On a Nutanix cluster running VMware vSphere, you may be seeing this alert while there is no other sign of issue:
Warning : Some storage containers have a high number of NFS files
Impact : High number of NFS files may cause vpxa services on esxi hosts to restart.
Cause : Number of files for respective storage containers has increased beyond 20K. This is expected with large VDI setups.
Resolution : Reduce the number of files if you observe vpxa instability.
Why do we see this alert? What needs to be done about it?
As is noted on the relevant KB article this alert is set to be deprecated in an upcoming release of NCC. As suggested by the Impact and Resolution information above, the alert is related to a problem encountered in vpxa. The alert was created for an issue in vSphere 5.x that caused instability for the vpxa service if the number of files in a single NFS datastore was too high. The issue was resolved by VMware some time ago so you do not need to worry about this alert on currently supported vSphere.
If you are running any vSphere 6.x or later version and you are seeing this alert you can disable this check. To do so:
- log in to Prism
- go to the Health dashboard
- click “Checks” at the top of the right-hand column
- Find and click on “NFS file count check”
- click “Turn Check Off” at the top of the screen.

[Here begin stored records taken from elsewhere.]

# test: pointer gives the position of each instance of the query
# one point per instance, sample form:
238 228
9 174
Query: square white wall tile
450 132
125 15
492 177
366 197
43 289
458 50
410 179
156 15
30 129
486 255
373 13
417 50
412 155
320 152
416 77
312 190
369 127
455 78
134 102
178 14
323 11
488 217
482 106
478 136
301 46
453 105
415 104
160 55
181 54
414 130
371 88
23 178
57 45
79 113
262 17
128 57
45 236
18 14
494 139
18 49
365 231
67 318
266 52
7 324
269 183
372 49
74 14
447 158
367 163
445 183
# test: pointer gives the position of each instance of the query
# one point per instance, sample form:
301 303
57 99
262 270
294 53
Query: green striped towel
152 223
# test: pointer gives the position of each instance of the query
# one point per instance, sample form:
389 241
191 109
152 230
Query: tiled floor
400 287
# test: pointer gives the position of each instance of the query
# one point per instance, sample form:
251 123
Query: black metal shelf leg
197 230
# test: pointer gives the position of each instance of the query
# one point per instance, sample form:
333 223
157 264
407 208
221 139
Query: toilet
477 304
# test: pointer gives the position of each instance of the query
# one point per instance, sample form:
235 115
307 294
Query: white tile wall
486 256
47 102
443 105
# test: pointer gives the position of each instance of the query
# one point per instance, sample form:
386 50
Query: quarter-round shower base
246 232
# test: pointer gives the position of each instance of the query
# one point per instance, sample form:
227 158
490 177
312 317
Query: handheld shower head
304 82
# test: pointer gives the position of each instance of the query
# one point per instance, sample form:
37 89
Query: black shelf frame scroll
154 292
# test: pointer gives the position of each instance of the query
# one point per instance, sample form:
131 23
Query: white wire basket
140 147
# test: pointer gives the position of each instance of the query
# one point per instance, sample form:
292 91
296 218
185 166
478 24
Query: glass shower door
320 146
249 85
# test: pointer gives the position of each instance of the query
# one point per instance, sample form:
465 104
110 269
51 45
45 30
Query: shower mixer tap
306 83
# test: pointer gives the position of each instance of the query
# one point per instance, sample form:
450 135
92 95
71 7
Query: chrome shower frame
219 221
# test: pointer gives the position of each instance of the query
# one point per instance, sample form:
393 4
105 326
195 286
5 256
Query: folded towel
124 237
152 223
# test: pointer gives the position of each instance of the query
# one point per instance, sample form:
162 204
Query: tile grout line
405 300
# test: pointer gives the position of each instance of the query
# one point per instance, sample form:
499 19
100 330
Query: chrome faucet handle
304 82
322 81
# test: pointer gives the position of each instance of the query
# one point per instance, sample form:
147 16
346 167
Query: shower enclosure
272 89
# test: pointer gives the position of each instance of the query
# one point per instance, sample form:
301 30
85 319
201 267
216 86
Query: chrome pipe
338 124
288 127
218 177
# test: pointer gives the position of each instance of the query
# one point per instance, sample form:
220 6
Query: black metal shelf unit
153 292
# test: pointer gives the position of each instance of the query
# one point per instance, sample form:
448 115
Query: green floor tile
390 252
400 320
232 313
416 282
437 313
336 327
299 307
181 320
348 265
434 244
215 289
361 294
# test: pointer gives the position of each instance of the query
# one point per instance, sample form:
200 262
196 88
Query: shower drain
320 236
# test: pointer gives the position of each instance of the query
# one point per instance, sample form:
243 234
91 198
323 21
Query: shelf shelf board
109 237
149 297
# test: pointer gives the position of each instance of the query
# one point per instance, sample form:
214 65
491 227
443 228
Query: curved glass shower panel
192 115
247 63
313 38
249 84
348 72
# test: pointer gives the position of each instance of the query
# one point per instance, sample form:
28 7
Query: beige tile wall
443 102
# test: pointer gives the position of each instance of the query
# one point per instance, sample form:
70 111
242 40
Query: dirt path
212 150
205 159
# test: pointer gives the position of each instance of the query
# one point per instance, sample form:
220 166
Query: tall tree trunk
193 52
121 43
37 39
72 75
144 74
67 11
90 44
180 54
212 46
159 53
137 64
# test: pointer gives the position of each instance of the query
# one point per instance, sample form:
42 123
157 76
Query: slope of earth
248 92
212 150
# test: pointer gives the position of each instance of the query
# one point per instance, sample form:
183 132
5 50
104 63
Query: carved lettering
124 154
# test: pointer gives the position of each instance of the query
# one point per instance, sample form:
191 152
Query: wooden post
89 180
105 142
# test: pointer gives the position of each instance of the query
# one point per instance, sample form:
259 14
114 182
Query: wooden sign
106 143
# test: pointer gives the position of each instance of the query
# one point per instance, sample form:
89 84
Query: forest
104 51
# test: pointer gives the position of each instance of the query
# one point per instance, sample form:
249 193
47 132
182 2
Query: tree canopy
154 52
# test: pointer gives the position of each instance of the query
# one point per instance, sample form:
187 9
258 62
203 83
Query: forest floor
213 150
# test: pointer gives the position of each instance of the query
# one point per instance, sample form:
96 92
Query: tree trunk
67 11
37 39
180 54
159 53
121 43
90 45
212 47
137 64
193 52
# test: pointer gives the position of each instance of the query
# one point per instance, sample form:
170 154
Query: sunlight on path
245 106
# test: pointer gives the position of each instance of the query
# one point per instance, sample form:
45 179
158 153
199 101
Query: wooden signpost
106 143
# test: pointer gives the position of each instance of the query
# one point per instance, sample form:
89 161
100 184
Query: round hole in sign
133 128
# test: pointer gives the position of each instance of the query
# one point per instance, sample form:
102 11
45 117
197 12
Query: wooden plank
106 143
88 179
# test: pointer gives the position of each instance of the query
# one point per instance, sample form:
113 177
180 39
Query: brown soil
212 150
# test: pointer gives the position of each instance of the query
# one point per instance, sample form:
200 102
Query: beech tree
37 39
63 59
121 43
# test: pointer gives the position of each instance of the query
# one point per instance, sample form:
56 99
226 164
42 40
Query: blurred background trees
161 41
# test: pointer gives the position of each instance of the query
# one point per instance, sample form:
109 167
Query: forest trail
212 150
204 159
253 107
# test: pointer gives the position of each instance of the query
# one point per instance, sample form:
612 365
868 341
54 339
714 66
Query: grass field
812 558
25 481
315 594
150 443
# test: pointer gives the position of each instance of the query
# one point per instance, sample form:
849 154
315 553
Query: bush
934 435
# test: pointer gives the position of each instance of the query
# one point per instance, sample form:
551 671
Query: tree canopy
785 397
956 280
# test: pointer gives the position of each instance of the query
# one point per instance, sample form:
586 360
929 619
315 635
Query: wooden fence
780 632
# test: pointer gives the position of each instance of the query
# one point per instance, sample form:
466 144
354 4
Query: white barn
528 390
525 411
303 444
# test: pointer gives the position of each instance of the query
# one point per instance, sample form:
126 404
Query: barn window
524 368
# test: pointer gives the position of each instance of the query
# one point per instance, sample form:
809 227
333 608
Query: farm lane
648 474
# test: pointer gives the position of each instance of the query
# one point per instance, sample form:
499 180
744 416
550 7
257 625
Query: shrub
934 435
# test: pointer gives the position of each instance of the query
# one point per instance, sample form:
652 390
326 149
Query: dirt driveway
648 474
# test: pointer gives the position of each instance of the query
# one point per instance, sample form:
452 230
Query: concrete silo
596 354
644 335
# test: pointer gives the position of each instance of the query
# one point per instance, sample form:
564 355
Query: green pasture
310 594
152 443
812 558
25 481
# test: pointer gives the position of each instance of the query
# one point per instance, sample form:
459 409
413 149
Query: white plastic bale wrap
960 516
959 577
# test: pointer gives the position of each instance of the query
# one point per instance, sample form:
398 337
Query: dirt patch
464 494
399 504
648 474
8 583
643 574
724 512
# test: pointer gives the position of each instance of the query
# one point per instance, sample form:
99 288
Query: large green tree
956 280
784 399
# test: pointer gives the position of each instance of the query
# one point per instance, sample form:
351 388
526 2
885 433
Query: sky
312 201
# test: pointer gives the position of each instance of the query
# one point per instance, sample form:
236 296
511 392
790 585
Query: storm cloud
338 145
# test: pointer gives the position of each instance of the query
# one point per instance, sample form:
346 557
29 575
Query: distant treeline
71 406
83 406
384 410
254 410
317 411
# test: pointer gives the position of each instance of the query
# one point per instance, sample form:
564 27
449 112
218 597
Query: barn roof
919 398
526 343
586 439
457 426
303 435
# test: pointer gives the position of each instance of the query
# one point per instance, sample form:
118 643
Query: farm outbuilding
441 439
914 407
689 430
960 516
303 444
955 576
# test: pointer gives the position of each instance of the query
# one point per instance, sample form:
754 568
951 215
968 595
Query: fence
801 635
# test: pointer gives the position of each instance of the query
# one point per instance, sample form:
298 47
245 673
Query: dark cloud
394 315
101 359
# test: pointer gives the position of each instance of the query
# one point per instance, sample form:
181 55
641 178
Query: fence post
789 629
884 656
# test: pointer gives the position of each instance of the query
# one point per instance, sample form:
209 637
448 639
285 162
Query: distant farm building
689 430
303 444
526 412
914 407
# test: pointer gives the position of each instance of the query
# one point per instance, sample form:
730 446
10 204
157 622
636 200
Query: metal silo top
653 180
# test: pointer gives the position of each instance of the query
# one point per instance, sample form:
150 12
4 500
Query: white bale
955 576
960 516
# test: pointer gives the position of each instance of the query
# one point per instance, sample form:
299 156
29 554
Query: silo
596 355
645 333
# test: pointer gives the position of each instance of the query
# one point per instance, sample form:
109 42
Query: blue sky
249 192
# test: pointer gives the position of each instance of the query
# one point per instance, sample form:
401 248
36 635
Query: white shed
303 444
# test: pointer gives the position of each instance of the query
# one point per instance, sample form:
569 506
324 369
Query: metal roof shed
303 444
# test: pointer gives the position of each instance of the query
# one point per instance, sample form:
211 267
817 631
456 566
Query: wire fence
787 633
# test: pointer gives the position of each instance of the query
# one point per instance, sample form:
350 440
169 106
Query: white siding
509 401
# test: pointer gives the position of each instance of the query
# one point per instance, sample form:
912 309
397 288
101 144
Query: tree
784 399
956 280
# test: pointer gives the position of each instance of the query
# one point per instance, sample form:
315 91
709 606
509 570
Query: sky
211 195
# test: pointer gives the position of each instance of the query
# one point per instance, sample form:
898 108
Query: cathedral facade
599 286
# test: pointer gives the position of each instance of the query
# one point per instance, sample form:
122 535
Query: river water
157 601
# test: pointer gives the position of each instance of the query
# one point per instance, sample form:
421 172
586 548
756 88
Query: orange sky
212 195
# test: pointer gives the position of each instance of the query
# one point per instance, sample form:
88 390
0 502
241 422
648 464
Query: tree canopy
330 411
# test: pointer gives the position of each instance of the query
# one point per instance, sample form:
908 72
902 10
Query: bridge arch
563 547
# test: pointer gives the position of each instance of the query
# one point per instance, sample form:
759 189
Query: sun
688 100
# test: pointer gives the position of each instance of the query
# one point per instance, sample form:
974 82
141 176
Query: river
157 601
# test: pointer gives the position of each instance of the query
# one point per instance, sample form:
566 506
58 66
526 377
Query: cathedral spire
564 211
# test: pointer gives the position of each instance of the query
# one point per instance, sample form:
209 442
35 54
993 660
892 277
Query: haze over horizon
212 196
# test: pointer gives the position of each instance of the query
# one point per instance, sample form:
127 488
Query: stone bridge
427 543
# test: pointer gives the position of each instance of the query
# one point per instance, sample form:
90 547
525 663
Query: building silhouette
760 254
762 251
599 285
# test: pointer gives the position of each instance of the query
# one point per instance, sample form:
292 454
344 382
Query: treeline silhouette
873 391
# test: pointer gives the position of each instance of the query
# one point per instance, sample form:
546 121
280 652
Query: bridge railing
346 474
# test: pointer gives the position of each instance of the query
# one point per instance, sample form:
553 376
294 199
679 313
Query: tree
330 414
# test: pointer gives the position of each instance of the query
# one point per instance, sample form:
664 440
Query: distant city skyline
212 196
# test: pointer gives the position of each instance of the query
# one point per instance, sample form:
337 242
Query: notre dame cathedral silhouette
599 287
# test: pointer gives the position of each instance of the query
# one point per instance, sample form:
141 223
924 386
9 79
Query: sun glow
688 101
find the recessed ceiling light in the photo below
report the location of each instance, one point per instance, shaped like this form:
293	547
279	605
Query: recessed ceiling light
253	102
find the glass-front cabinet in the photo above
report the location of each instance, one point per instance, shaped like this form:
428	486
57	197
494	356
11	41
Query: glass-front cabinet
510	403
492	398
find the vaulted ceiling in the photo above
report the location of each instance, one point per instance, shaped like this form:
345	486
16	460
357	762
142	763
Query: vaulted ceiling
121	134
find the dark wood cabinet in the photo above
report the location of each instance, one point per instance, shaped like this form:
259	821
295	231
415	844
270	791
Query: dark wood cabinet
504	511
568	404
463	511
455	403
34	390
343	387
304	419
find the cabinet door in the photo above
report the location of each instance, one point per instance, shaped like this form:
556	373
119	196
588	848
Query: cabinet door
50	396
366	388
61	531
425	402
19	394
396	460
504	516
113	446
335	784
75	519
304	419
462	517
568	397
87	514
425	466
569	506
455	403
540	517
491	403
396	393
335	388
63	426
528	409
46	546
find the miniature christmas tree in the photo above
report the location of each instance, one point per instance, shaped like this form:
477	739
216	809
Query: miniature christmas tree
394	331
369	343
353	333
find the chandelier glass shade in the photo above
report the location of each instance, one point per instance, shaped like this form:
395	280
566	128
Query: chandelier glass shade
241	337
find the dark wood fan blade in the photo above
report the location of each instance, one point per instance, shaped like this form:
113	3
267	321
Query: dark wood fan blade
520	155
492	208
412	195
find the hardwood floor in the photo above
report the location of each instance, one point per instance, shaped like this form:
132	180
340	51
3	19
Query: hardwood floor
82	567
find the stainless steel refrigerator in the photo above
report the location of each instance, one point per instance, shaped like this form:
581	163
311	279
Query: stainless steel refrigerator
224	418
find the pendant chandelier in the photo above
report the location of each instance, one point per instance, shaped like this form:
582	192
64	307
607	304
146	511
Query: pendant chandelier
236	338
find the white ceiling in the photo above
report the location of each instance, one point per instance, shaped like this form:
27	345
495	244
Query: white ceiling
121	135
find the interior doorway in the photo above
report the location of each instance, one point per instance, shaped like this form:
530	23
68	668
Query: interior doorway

If you are running an older version of vSphere, are seeing this alert, and you are seeing instability with the vpxa service (ESXi host communication with vCenter), and you cannot upgrade ESXi, in that case you can address this issue by adding a new storage container and mounting it to all hosts, then using vMotion to storage-migrate VMs to the new container until you no longer see this alert. For details on creating a storage container see the Prism Web Console Guide Do keep an eye on storage free space when migrating VMs between containers. You may need to pause periodically and wait some time for back-end clean up to restore free space on the cluster.